Timor-Leste’s state-owned gas company has rejected reports it is set to take a $16bn loan from China’s Exim bank to finance the Greater Sunrise project.
The Timor-Leste government recently took majority ownership of the project after buying out its former partners – ConocoPhillips and Shell – with the aim of ensuring the gas is piped to its shores instead of Australia’s.
It is now seeking finance partners to develop the untapped reserves in the Timor Sea, estimated to be worth around US$50bn.
On Tuesday the Australian reported Timor Gap was set to borrow $15.9bn from China’s state-owned Exim bank under a commercial loan, sparking alarm from some observers over whether that would allow a Chinese military presence just 500km from Darwin.
Timor Gap told Guardian Australia it is talking to China, but is also canvassing investors and financial institutions in the US, Australia and other countries about financing the Tasi Mane project.
“The statements that Timor Gap is about to sign a finance deal with China Exim Bank is incorrect as much as the suggestion that we rejected a competitive offer from US pension funds,” a spokesman said.
Jose Ramos Horta, a former president and prime minister of Timor-Leste, said Timor-Leste was “still actively searching for multiple partners and investors”.
“Xanana [Gusmao’s] strong preference is for several different investors including Australia, US, Korean, Indonesian, French, etc,” said Horta, who is currently travelling with the former president Gusmao.
Dr Ryan Manuel, a Hong Kong-based China academic, said there had been no mention of the reported loan in Chinese media – which was unusual for such an “extraordinarily large” amount.
“This to me sounds much more like the East Timorese saying … well we run the show now, and if you don’t like us we’ll go to China,” he told Guardian Australia.
Manuel said the prospect of a large Chinese investment in Greater Sunrise should be of interest to the Australian government because it suggested the country was being pushed diplomatically by China.
“This is our turf and traditionally this is not an investment China would make because from an investment perspective it’s a risk,” he said.
“[Exim] is a Chinese policy bank, so if you’re giving US$11bn from the policy bank you’d expect some policy outcomes.”
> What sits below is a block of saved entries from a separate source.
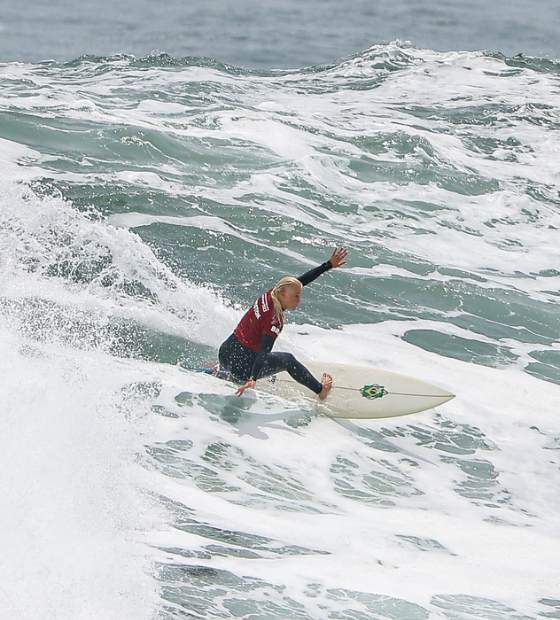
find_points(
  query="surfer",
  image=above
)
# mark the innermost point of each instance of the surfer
(247, 354)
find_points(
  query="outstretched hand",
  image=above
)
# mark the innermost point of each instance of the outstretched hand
(338, 256)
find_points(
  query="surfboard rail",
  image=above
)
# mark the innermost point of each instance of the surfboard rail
(358, 392)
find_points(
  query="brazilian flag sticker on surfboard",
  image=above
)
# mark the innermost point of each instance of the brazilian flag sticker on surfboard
(373, 391)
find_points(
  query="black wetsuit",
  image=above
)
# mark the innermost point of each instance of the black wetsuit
(244, 363)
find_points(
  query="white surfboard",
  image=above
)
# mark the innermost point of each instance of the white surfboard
(361, 392)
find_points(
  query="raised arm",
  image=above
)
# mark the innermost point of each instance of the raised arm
(337, 259)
Manuel said the fact Timor-Leste was now the majority owner of the project made a large-scale investment by China even more unlikely from a commercial standpoint, “because you don’t have foreign participation that’s done the risk management and assessment for you”.
Arrangements between Australia and Timor-Leste were not fully determined when the maritime border treaty was signed in March 2018, after decades of fractious negotiations including acts and allegations of bad faith, manipulation and espionage by Australia.
A sticking point remained over where the gas would be processed, as both nations wanted it piped to a domestic facility and were willing to give up a portion of the revenue in return.
Private operators and energy experts supported piping the gas to Darwin, but Timor-Leste – led by Gusmao at the negotiation table – was adamant it go to their already-constructed Tasi Mane facility on the remote south coast.
In recent years the country has spent big on infrastructure projects, including sea and air ports in the region in anticipation of such an outcome, some with Chinese involvement.
Dili-based human rights organisation L’ao Hamutuk has warned the cost of these projects, the required pipeline, and the ConocoPhillips and Shell buyouts could total as much as is left in the country’s sovereign wealth fund.
The Australian’s report said Timor-Leste’s loan would come under China’s Belt and Road Initiative, a key policy of China’s leader, Xi Jinping, which has seen billions of dollars in financing for projects across the world.
There is growing concern among foreign policy observers of poorer countries being caught in China’s “debtbook diplomacy” through the initiative, if they are unable to repay loans and are forced to make concessions in other ways.
In 2010 Sri Lanka was forced to hand over the Hambantota port to China under a 99-year lease when it was unable to repay its loan.
A leaked 2008 US diplomatic cable described China’s approach to Timor-Leste as “distribut[ing] goodies with few strings attached” and little encouragement for good governance, but said the country was – at that time – “strategically unimportant to Beijing”.
Timor-Leste is facing devastating economic conditions as reserves of their current resource projects – which provide up to 80% of the country’s revenue – are expected to run out in the next few years.
Greater Sunrise is not expected to be developed in time for revenue to cover the gap, and the Timorese government has pushed to diversify in recent years with eyebrow-raising, large-scale infrastructure projects.
In April Guardian Australia revealed Australia continued to draw millions of dollars in oil revenue from projects which the treaty had determined belonged to Timor-Leste, because of an agreement that the terms would not apply until the treaty was ratified.